Die Wahrheit: Hier boxt der Papst im Altersheim

Probleme mit Gewalt zu lösen, wie es der Pontifex maximus brutalix gern hätte, sollte man lieber den Protagonisten von Fernsehserien überlassen.

In dieser Kolumne boxt heute der Papst im Kettenhemd. Wozu er ja auch alle katholischen Eltern ermuntert – oder jedenfalls rät er nicht direkt davon ab, seine Kinder zu züchtigen, in würdevoller Weise selbstverständlich, womit das Kettenhemd wahrscheinlich ausfällt. Vielleicht sollte man eine Kerze anzünden beim Kloppen? Oder gregorianische Gesänge anstimmen, während der Rohrstock im Takt sein pädagogisch wertvolles Werk verrichtet?

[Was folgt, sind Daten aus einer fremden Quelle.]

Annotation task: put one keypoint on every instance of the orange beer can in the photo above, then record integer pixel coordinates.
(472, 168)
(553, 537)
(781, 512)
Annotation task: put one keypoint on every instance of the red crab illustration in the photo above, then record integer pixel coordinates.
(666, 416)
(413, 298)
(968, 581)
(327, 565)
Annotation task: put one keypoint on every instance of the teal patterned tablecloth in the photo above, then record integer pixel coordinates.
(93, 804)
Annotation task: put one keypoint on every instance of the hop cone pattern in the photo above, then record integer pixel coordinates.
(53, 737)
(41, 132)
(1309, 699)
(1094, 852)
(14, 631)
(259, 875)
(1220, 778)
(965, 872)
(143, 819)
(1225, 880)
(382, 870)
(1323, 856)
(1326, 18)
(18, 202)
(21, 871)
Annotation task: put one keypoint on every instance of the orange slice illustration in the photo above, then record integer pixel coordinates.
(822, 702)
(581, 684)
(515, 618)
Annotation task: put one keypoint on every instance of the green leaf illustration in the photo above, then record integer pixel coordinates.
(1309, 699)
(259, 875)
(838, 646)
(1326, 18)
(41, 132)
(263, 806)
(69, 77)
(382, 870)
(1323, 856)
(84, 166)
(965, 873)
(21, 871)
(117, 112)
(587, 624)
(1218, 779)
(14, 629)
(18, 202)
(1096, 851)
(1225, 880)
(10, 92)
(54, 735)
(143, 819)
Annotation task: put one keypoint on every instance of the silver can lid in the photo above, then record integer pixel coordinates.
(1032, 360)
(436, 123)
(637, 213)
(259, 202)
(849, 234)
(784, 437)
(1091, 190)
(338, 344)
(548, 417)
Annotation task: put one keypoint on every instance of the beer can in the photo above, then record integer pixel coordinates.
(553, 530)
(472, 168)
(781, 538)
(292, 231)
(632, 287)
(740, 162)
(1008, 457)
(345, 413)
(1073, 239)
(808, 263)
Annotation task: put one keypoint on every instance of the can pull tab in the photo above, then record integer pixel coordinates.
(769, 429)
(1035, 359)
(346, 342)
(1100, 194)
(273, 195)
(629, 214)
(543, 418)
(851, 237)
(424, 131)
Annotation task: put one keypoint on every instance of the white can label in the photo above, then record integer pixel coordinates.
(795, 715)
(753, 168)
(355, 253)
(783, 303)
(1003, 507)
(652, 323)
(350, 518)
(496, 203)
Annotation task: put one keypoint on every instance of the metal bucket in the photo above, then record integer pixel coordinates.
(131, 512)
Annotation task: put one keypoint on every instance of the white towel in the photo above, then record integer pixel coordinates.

Wir Ungläubigen müssen unsere Kinder auch weiterhin nicht prügeln. Gott sei dank – falls der Kalauer erlaubt ist. Ich war ohnehin immer viel zu faul dazu, und außerdem ist mein Sohn inzwischen größer als ich und könnte bei Erziehungsversuchen meinerseits spontan die Ansicht vertreten, dass ein paar wohldosierte Watschen noch keiner durchgeknallten Mutter geschadet haben.

Probleme mit Gewalt zu lösen, überlasse ich also lieber Protagonisten amerikanischer Fernsehserien. Ihre Stellvertreterfunktion hat seelenreinigende Wirkung. Ich mag es, wenn Jack Bauer am Ende einer Folge der beliebten Folterserie „24“ blutüberströmt über den Boden kriecht und seinen noch schwerer verletzten Kumpel anröchelt: „Alles in Ordnung?“

Bei mir ja, denke ich dann. Jack Bauer ist selbstverständlich schwer von gestern, aber meine Familie frisst sich einfach zu langsam durch die inzwischen unzähligen Staffeln. Kiefer Sutherland hat den Blitzkrieg gegen mich schon lange gewonnen, er kann schneller Filme drehen, als ich sie weggucke. Hoffentlich bin ich bis zum Altersheim mit „24“ mal durch, aber dann habe ich bestimmt alles vergessen und muss wieder von vorn beginnen.

Heimlich will ich es natürlich gar nicht anders. Denn in meinem Dorf versteht man unter Altenbespaßung nämlich leider nicht das beruhigende gemeinsame Anglotzen von blutspritzender Leinwand-Action, sondern Spielenachmittage mit Canasta und Rommé bei koffeinfreiem Kaffee. Diese Kartenspiele beherrsche ich nicht, und meine präsenile Sturheit, die praktisch schon mit dem 17. Geburtstag eingesetzt hat, hindert mich daran, sie noch zu lernen. Außerdem weiß ich jetzt schon, wer da später mal schummeln wird, gell, Anita?

Zwischendurch kommen die Kindergartenkinder zum Seniorennachmittag und singen etwas, jedenfalls an Weihnachten. Zu anderen Jahreszeiten gibt es das Erzählcafé, wo aber leider nicht Jack Bauer den Gaststar gibt, sondern Anitas halbtaube Tante, die behauptet, dass es früher keine Autos gab und keine Ausländer. Die unterhalten sich immer so laut, beschwert sie sich, dabei kann sie doch eigentlich froh darüber sein, denn sonst würde sie gar nichts mehr mitkriegen. Alles in Ordnung, Anitas Tante?

Also: Ich möchte im Altersheim mit meinem privaten DVD-Player – oder Virtual-Reality-Generator oder was man dann so hat – in die canastafreie Zone einziehen und dann jede Menge Spaß haben. Notfalls prügel ich mir den Weg dahin frei. Ein Klaps auf den Papst hat noch niemandem geschadet. Amen.